With numbers like these, it’s no surprise that the Indiana amnesty program quickly became a model that other states copied.

So What Made It Work?

Indiana’s amnesty program ran for eight weeks in the fall of 2005. The tax amnesty law, like those other states had enacted in the past, relieved those who owed delinquent taxes of penalties and fees associated with their back taxes if they paid during the amnesty period.

The effectiveness of the effort was not the law itself, then, but the manner in which Daniels had his Department of Revenue officials conduct the effort. They started with two simple, but important, goals:

  • Collect as much money as possible under the statute
  • Uphold the highest standards of customer service and professionalism during the effort.

The latter point is a consistent theme through everything Daniels did. He is perhaps best-known in this regard for the “retail-ization” of Indiana’s BMV branches. But professionalism and customer service were essential to changes and reforms across his administration. The amnesty program was no exception.

In fact, creating the proper customer service environment was strategically important. The leadership team of the effort studied ten other state amnesty programs as they were designing Indiana’s effort and concluded that punitive public messaging served as a deterrent to collecting delinquent taxes. As a result, the administration decided to build a collection strategy based on a public marketing campaign aimed at generating collections through awareness rather than a threat of punitive action. They contracted with a professional collection services company to help design and manage the effort.

A review of all delinquent tax cases revealed 198,000 delinquent taxpayers. Together, they represented nearly 255,000 distinct tax cases. So the first step was to mail notifications to all of them. After that, a broad-based public awareness campaign was launched, supported by an aggressive outreach to delinquent taxpayers to make it easy for them to settle up.

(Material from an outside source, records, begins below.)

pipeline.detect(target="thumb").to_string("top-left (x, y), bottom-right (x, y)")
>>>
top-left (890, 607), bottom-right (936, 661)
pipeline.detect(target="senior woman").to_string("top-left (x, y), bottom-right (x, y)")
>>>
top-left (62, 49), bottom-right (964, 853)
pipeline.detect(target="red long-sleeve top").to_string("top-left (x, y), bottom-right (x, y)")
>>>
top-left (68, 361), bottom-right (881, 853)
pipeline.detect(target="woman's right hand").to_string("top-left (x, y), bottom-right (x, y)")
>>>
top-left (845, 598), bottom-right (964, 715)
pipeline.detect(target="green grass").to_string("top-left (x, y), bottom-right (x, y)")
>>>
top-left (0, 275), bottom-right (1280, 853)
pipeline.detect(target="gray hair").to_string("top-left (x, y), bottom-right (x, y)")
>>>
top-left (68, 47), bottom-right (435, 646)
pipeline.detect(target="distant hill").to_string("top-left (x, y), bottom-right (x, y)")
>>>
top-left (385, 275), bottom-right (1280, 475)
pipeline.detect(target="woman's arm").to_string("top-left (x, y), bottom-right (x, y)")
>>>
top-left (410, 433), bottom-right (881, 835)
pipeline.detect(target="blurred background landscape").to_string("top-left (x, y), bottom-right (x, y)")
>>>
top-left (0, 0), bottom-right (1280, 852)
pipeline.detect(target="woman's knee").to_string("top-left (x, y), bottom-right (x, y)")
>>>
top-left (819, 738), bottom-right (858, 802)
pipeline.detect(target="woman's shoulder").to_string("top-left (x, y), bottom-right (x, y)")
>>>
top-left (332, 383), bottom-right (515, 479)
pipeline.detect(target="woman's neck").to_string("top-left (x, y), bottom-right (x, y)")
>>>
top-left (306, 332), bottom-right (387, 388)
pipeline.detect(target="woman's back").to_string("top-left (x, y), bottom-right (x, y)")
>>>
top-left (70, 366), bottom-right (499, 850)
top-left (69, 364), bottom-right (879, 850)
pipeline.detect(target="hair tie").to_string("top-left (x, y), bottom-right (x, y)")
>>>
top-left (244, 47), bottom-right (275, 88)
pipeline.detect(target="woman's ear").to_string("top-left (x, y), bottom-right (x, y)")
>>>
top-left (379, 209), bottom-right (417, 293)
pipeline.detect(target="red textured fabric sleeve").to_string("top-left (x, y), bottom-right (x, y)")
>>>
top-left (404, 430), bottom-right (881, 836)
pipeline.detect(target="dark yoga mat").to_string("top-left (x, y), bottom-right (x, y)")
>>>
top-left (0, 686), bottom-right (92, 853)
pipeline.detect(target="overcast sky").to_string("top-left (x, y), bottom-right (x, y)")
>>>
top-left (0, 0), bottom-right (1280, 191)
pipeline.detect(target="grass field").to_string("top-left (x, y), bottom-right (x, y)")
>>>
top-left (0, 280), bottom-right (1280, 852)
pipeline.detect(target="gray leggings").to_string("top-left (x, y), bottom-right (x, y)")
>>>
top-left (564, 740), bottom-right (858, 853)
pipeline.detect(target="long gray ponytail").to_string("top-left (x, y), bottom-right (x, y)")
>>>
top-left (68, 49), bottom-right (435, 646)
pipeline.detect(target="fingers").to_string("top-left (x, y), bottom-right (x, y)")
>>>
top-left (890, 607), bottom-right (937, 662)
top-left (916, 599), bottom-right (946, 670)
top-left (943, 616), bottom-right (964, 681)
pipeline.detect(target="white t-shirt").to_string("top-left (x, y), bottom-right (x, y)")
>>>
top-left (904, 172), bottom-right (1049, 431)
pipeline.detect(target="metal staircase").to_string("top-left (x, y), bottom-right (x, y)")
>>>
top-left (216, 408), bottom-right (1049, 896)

The key elements were as follows:

Training: Given the scale of the operation and the need to make paying back taxes as simple as possible for the taxpayer, additional training of Department of Revenue employees was needed. The state contracted with an outside entity to ensure that all public employees involved in the effort were singing off the same songsheet, as it were, and providing the best service to taxpayers.

Public Relations: In keeping with their commitment to keeping the message positive, the amnesty leadership team launched a public campaign titled, “Tax amnesty: No Penalties. No Interest. No problem.” The state purchased radio, TV, and newspaper ads to reach the public. They distributed tens of thousands of brochures through agencies with regular contact with the public, such as the BMV. They also distributed materials to tax agencies, bar associations, chambers of commerce and CPA societies in other states.

Working the phones: More than one million calls were made during the amnesty period. The leadership team had learned from studying other states that an especially aggressive phone outreach program at the very beginning of a collection campaign is effective. Call centers were also set up to receive incoming calls from citizens who had heard about the amnesty program. Nearly 250,000 such calls came through during the campaign. There were 130 employees staffing the centers on full-time basis, and back-up call centers were established to accommodate heavy call volume or system shortages. Hours of operation were extended.

After the amnesty collection period ended, Indiana continued to work with its contractor on a smaller-scale ongoing effort to collect remaining back taxes. The goal was to operationalize a continuing effort to catch delinquencies as early as possible and deal with them, all with the goal of avoiding future amnesty programs.

In the end, the Indiana tax amnesty program was a classic case of applying a positive public awareness campaign to an issue that states usually treat in overly bureaucratic, punitive ways. Backed up with substantial capacity and well-trained personnel.